Marie-Madeleine d’Aubray (1630-1676)


Madame De Brinvilliers

Maddie, learned as a child to get what she wanted- pleasure, pretty things, status, and the money with which to buy these. A pretty, precocious child, she had the charm and the intelligence to manipulate people. In 1650 she persuaded her father to arrange for her the marriage she wanted with Antoine Gobelin, Marquis de Brinvilliers, a rich nobleman of the family which owned the famous Gobelin tapestry works.

The marriage was a step up in the world for Marie-Madeleine: now in high society, she learned to spend money fast for the pleasures she wanted. She gambled for high stakes, and took lovers: her husband, who had his own mistress, did not object.

In 1659 her husband introduced her to a young Gascon adventurer, his friend the Chevalier de Sainte Croix. They quickly became lovers- openly and scandalously so. In 1663 her father, who hated scandal, used his official connections to get a “lettre de cachet,” an order for the arrest and confinement of Sainte Croix. These were readily available to persons in positions of influence, and were often used to deal with family scandals. After his arrest Sainte Croix was imprisoned in the Bastille for six weeks. There he shared a cell with Exili, a well-known Italian prisoner. Exili was used by statesmen for a period as part their policy, but at the moment the government thought him to dangerous to be at large. In their enforced intimacy, Exili and Sainte Croix became friendly: apparently Exili told Sainte Croix many of his secrets, and suggested to him that a man could make a good living by arranging the removal of unwanted people.

Sainte Croix had already dabbled with alchemy, his period’s ancestor of chemistry. When he was released, he set up a laboratory and began working seriously with poisons. Marie-Madeleine dropped the affair with her childrens’ tutor which she had begun to amuse herself with while Sainte Croix was absent, and followed her lovers new interest. They decided to prevent further paternal interference with their lives by poisoning Papa d’Aubray, a step which would also provide Marie-Madeleine with money to pay her debts.

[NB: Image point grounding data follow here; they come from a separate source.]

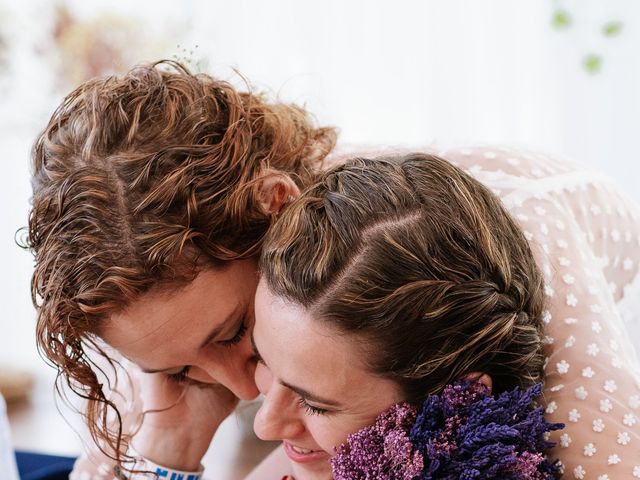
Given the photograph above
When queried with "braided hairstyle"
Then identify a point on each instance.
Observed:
(422, 264)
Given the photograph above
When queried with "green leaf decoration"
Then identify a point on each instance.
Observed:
(611, 29)
(561, 19)
(592, 63)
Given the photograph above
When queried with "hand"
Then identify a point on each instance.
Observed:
(180, 420)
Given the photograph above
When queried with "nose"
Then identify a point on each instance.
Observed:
(234, 369)
(278, 417)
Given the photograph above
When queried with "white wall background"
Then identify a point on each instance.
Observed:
(402, 72)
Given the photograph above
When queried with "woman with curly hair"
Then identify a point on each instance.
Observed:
(152, 193)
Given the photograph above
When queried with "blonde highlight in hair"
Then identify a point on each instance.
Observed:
(140, 180)
(422, 263)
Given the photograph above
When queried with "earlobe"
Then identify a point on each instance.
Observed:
(276, 189)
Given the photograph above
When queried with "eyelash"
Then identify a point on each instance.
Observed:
(310, 409)
(181, 376)
(238, 336)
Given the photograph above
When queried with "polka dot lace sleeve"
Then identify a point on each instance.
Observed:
(586, 237)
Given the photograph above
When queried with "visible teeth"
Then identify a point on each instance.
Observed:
(300, 450)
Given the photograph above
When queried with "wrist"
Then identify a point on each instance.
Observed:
(172, 448)
(139, 467)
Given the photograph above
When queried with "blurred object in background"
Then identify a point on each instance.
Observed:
(104, 44)
(7, 459)
(15, 385)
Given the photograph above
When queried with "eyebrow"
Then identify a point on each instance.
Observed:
(217, 330)
(300, 391)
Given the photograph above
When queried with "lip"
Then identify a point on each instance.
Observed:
(298, 457)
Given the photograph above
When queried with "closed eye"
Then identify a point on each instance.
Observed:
(239, 335)
(180, 376)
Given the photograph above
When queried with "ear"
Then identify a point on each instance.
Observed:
(276, 189)
(483, 378)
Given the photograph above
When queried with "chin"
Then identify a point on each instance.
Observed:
(317, 471)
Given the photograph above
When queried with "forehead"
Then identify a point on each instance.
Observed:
(162, 322)
(305, 351)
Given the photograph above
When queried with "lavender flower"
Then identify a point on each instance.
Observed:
(463, 433)
(382, 451)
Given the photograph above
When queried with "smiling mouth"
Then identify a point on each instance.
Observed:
(303, 455)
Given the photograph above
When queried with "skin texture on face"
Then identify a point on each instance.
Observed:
(198, 332)
(316, 387)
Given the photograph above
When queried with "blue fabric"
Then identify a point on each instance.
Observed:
(36, 466)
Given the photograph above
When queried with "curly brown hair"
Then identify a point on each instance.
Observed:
(422, 263)
(139, 180)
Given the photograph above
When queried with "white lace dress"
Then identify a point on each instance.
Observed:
(586, 237)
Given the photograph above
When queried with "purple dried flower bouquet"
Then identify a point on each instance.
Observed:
(463, 433)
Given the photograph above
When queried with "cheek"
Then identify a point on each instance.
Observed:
(329, 432)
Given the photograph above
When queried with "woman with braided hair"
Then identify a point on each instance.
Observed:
(392, 278)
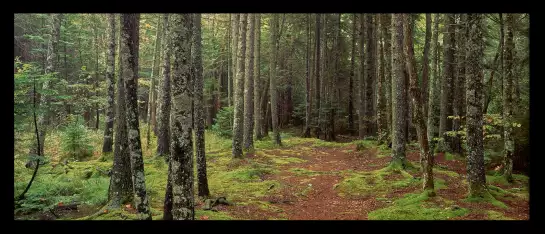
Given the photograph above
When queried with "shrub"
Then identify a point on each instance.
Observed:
(75, 141)
(224, 122)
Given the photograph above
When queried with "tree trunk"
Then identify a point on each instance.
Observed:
(199, 107)
(445, 123)
(426, 65)
(238, 122)
(129, 50)
(163, 123)
(249, 86)
(386, 24)
(110, 77)
(508, 89)
(398, 101)
(317, 73)
(435, 89)
(181, 148)
(121, 186)
(381, 92)
(426, 157)
(370, 62)
(50, 67)
(152, 99)
(474, 91)
(258, 116)
(352, 77)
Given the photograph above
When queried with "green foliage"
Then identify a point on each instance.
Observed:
(224, 122)
(75, 142)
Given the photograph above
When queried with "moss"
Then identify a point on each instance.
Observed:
(415, 207)
(487, 198)
(494, 215)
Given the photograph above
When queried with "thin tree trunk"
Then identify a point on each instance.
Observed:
(110, 77)
(163, 123)
(249, 86)
(238, 121)
(273, 91)
(258, 116)
(398, 85)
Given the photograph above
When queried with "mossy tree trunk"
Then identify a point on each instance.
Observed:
(110, 79)
(508, 88)
(435, 88)
(181, 146)
(238, 120)
(258, 111)
(474, 91)
(202, 179)
(273, 91)
(248, 140)
(129, 50)
(121, 187)
(163, 123)
(419, 109)
(398, 86)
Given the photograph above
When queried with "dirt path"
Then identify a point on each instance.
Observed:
(311, 195)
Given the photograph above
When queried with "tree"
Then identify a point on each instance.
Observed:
(435, 88)
(508, 88)
(181, 147)
(426, 157)
(449, 42)
(199, 107)
(258, 116)
(110, 61)
(352, 77)
(163, 123)
(249, 86)
(121, 185)
(361, 111)
(273, 91)
(129, 51)
(308, 103)
(399, 107)
(382, 92)
(474, 90)
(238, 122)
(371, 74)
(50, 67)
(152, 99)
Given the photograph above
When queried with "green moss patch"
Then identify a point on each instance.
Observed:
(415, 207)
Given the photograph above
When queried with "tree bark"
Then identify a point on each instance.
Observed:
(238, 122)
(398, 86)
(129, 50)
(426, 157)
(258, 116)
(508, 88)
(110, 77)
(445, 123)
(249, 86)
(163, 123)
(474, 91)
(181, 147)
(435, 89)
(121, 187)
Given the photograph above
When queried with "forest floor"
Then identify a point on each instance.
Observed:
(305, 179)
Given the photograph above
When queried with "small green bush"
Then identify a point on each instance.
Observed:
(224, 122)
(75, 142)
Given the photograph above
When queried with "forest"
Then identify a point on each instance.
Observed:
(253, 116)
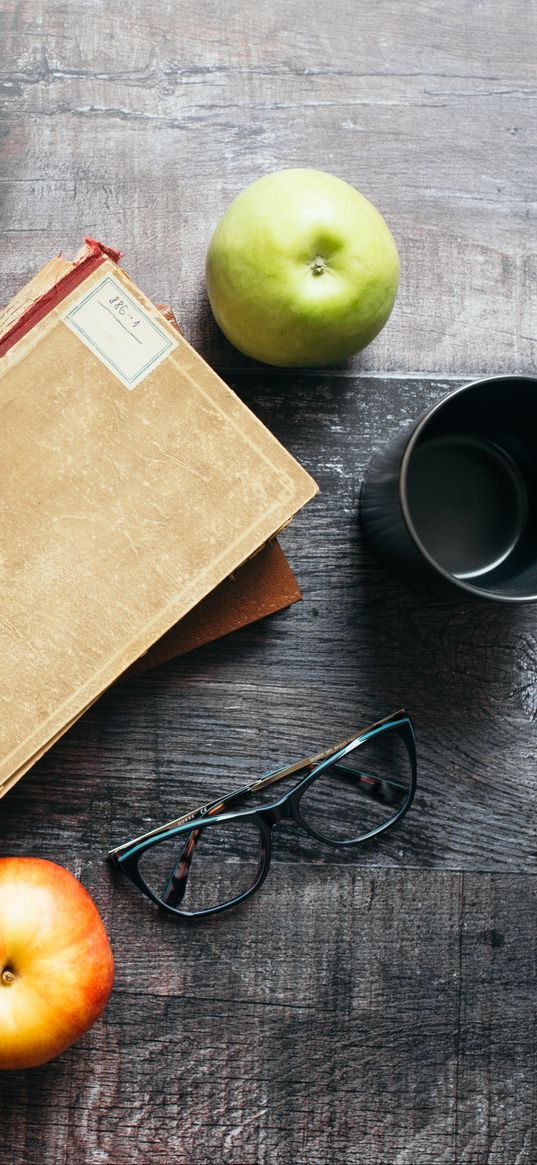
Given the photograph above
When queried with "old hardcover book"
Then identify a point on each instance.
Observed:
(134, 482)
(261, 586)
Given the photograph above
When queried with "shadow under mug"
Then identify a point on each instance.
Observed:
(451, 506)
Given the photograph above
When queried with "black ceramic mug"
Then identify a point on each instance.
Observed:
(451, 506)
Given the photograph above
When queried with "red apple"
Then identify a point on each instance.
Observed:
(56, 964)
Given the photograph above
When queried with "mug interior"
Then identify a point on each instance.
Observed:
(468, 487)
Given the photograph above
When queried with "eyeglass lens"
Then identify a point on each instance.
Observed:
(366, 789)
(205, 868)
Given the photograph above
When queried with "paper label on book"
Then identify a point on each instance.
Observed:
(119, 331)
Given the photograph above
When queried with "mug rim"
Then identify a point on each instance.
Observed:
(414, 437)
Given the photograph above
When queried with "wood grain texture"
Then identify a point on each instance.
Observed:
(375, 1009)
(141, 125)
(278, 1045)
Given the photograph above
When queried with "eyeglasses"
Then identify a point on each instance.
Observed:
(216, 858)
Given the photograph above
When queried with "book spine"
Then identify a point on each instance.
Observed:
(92, 256)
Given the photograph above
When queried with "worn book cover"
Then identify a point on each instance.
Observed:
(134, 482)
(261, 586)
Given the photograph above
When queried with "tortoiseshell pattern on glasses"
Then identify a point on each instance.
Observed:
(186, 830)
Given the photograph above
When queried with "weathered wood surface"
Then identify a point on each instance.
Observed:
(140, 122)
(366, 1010)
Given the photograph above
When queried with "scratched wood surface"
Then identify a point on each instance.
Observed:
(367, 1010)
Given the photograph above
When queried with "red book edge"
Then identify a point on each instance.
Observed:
(94, 254)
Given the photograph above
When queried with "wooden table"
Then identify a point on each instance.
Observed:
(375, 1009)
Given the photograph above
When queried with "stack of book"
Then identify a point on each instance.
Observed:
(140, 499)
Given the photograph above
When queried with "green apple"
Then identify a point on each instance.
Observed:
(302, 269)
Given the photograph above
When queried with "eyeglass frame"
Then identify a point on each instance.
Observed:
(127, 855)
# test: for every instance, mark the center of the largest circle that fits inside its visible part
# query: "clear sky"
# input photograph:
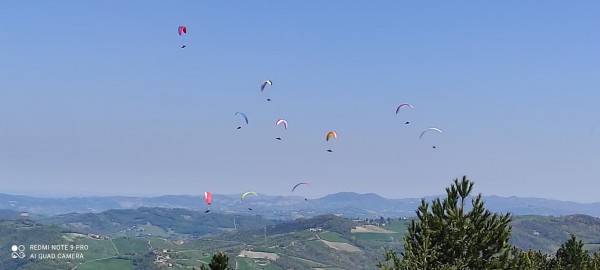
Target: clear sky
(98, 98)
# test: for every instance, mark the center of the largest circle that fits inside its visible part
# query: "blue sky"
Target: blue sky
(98, 98)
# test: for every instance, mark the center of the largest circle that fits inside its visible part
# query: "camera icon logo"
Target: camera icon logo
(18, 252)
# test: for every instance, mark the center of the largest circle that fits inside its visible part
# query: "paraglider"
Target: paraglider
(281, 121)
(429, 129)
(182, 30)
(262, 87)
(403, 105)
(248, 193)
(243, 115)
(331, 134)
(208, 197)
(299, 184)
(208, 200)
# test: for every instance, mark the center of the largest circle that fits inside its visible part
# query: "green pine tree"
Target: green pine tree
(448, 236)
(219, 261)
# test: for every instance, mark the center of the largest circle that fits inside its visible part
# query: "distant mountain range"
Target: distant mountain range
(347, 204)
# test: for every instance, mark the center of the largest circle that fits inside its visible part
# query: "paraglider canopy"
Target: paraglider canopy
(403, 105)
(281, 121)
(182, 30)
(243, 115)
(303, 183)
(208, 197)
(248, 193)
(264, 84)
(331, 134)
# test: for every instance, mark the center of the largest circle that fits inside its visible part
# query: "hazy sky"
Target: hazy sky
(98, 98)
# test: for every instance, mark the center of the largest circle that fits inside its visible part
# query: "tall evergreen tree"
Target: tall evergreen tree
(219, 261)
(449, 236)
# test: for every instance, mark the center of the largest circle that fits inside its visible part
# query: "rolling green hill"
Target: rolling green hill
(158, 238)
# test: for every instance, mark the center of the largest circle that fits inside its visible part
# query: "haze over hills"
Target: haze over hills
(286, 207)
(142, 239)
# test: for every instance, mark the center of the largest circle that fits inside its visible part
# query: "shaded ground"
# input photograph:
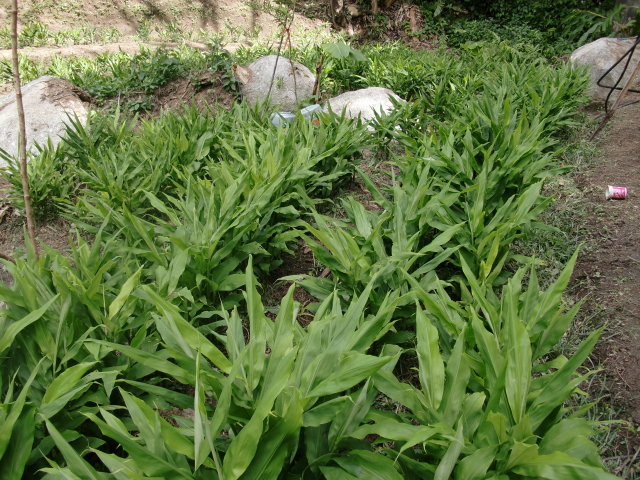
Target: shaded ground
(608, 275)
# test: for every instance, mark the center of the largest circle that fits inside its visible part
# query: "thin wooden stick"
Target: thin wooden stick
(22, 136)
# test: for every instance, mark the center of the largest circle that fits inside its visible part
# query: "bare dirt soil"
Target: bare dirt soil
(232, 17)
(608, 275)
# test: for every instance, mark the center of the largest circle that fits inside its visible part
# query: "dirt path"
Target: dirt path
(608, 276)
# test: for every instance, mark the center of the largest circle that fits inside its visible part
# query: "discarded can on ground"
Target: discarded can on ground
(616, 193)
(311, 112)
(282, 118)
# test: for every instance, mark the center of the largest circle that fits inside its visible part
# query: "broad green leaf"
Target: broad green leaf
(16, 410)
(65, 382)
(278, 442)
(10, 334)
(353, 369)
(149, 463)
(15, 457)
(448, 462)
(363, 464)
(475, 466)
(75, 462)
(431, 366)
(559, 466)
(124, 294)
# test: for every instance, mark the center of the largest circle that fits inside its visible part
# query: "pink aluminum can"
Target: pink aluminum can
(617, 193)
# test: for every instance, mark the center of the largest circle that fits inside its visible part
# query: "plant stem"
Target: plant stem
(22, 135)
(7, 257)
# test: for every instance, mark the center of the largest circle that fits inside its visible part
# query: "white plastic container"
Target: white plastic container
(282, 118)
(311, 112)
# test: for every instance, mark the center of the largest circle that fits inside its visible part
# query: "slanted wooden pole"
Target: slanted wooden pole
(22, 135)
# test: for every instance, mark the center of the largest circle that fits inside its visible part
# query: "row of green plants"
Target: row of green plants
(147, 352)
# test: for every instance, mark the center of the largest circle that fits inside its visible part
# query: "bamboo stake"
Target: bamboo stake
(22, 137)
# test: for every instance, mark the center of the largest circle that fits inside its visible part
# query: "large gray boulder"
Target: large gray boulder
(292, 83)
(599, 56)
(48, 103)
(362, 103)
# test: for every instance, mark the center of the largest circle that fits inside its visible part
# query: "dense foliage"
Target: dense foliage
(148, 352)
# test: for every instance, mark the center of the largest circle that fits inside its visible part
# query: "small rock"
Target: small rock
(286, 92)
(599, 56)
(362, 103)
(48, 103)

But before undertaking a murder where their motive would be so apparent, the two decided to experiment with the effects of poison. Marie-Madeleine began to visit the Paris charity hospital, the Hotel-Dieu; she began bringing delicacies from her own kitchen to some patients, her “special children,” as she called them. Some died rapidly, some slowly: at length she was satisfied that she understood her poisons.

In 1666, her father fell ill. Marie-Madeleine was summoned, and went to help nurse him. Despite her devoted care, he became worse and worse. After twenty-seven to thirty doses of poison he died, thanking his daughter for her care with his last breath. the sudden legacy reduced her debts, but half of her inheritance went to Sainte Croix; she also resented that three-quarters of her estate went to her sister and her two brothers, when she had done all the work.

By now she seems to have become intoxicated with the sense of power she felt. Just to test the effects of the poison, she gave some to her maid, and to her own daughter (she disliked her anyway). They survived, since she was also testing her antidote.

Sainte Croix, alarmed by her recklessness, took away her poisons, but agreed to accept her as a client for his thriving poison business: he would arrange the deaths of her two brothers, who lived together, and Marie-Madeleine would inherit another nice chunk of money. Her part was to persuade her brothers to hire a servant, La Chaussee. They did not know that Sainte Croix had trained the man as a poisoner. Soon after her entered the d’Aubray household, the brothers fell ill: they vomited, their insides burned. La Chaussee nursed them devotedly, night and day, but they got worse. Both died: they left La Chaussee legacies, to thank him for his care.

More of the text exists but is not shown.